Data Science Project - DaisyPJ - Jan-17-2020

Hi

I am newly learning data science and am wondering if the below will qualify for a project that can be implemented in Python using ML algorithms:

I have master data set that I will have to extract from a pdf. It will have 2 fields e.g. Area Code and Area as below:

AreaCode Area
3100 Gate
3110 Sumps
3230 Fireworks
4222 Air Purifier
4335 Water Filter

I have a second dataset which is created after searching a pdf and extracting data having one field Object Name e.g.
ObjectName
A1-G-3100012
A1-K-3100010
A1-K-3230010
A1-P-3230015
A1-P-4222015
A1-G-4235016
A1-G-4335012
A1-K-3110010
A1-K-3230010
A1-P-3230025
A1-P-4335075
A1-G-4235086
A1-M-3100012
A1-H-3100010
A1-H-3230010
A1-V-3230015
A1-V-4222015
A1-M-4235016
A1-M-4335012
A1-H-3110010
A1-H-3230010
A1-V-3230025
A1-V-4335075
A1-M-4235086

I want to create a model that will learn first dataset and populate AreaCode in second dataset.

Does this make sense for an application of datascience?

Sorry about my ignorance but requesting some inputs.

Regards


RE: Data Science Project - jefsummers - Jan-17-2020

I don't see that as data science - you are just going to create an algorithm that compares a slice of the strings in the second data set with the first set, which is a lookup table.

Now if you had a purchase history and wanted to predict most likely subsequent purchases based on the first, that's data science (a recommendation system). i.e. if someone buys a sump should you as vendor send them a spam email advertising a water filter or fireworks?

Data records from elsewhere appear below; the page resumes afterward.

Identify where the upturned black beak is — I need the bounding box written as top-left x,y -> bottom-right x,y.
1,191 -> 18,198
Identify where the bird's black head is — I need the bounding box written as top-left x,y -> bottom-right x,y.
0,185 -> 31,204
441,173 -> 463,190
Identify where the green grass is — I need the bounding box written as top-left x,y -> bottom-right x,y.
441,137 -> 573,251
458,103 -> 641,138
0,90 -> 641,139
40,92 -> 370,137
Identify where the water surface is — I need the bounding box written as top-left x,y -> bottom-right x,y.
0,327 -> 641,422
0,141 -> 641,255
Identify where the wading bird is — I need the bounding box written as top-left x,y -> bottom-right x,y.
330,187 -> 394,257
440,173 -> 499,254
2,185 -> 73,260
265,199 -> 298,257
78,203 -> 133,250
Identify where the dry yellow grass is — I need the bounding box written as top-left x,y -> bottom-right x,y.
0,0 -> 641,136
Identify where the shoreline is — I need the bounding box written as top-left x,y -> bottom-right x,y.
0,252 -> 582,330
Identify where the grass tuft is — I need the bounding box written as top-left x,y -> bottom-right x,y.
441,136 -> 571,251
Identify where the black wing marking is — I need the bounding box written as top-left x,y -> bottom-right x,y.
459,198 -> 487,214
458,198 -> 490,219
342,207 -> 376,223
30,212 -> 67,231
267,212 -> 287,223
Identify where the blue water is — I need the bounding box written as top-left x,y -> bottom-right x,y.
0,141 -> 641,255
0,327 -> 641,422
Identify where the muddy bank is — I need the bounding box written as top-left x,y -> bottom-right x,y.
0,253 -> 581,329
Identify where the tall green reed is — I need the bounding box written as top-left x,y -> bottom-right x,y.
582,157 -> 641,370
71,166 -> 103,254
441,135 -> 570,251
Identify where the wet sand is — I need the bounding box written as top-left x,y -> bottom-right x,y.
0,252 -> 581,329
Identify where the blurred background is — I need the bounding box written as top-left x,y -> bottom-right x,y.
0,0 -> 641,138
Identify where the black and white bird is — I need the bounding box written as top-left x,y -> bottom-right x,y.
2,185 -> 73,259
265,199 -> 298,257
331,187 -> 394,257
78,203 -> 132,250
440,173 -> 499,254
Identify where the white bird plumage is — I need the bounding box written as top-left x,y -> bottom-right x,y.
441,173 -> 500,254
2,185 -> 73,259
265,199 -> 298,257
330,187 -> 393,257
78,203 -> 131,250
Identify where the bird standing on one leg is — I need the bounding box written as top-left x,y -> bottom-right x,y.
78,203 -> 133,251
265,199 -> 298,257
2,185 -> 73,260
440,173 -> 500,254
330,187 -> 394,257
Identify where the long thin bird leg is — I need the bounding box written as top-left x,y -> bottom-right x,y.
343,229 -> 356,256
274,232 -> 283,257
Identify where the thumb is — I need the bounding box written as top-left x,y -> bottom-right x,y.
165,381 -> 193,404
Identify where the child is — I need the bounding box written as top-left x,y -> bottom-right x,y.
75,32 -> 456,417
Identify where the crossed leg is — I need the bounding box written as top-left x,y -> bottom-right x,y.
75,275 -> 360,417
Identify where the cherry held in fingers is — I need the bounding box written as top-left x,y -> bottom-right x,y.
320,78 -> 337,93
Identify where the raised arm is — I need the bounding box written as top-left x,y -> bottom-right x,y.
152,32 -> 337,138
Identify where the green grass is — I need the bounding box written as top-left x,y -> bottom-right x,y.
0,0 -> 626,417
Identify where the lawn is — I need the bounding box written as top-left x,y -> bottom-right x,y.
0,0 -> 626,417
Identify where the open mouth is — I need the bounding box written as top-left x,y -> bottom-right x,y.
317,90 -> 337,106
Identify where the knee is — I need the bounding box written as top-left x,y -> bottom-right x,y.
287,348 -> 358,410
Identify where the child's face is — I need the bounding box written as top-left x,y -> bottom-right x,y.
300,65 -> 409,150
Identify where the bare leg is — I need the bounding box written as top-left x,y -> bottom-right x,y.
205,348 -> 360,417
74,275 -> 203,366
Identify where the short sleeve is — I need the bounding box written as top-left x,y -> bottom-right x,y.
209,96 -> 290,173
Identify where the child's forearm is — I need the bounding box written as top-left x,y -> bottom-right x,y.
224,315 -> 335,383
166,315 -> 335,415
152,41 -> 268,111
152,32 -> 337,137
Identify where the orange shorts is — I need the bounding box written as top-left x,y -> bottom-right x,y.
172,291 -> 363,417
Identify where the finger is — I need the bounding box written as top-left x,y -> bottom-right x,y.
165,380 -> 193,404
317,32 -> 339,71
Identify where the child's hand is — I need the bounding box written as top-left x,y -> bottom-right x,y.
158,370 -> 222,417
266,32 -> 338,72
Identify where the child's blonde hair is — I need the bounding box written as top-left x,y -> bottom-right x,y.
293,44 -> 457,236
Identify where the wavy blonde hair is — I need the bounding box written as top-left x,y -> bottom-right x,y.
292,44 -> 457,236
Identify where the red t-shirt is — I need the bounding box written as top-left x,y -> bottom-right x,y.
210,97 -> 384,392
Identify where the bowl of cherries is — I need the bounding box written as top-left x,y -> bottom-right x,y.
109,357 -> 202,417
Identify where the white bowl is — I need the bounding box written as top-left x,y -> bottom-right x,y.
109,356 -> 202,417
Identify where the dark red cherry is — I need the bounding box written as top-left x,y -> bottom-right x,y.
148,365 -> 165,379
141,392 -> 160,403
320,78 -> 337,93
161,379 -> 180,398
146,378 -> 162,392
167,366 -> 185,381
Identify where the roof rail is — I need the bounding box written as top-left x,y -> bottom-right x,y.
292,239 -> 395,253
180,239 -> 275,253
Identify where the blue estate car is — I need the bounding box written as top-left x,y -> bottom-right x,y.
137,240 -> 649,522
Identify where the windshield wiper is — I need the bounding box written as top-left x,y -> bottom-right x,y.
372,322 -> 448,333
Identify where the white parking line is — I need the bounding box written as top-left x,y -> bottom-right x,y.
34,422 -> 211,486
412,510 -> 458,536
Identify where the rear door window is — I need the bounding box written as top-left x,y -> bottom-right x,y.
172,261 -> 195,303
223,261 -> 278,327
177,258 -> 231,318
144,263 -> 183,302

RE: Data Science Project - DaisyPJ - Jan-19-2020

Thank you for the response Her.
Wouldn't this even qualify for a classification?

Regards


RE: Data Science Project - jefsummers - Jan-19-2020

Quoting from Data Science for Dummies (please do not take offence, that is not intended) "With classification algorithms, you take an existing dataset and use what you know about it to generate a predictive model for use in classification of future data points. If your goal is to use your dataset and its known subsets to build a model for predicting the categorization of future data points, you’ll want to use classification algorithms."

You don't need a model, you can say with 100% certainty what the class is as it is included in the pbject name. So, I would not, but that's just my opinion.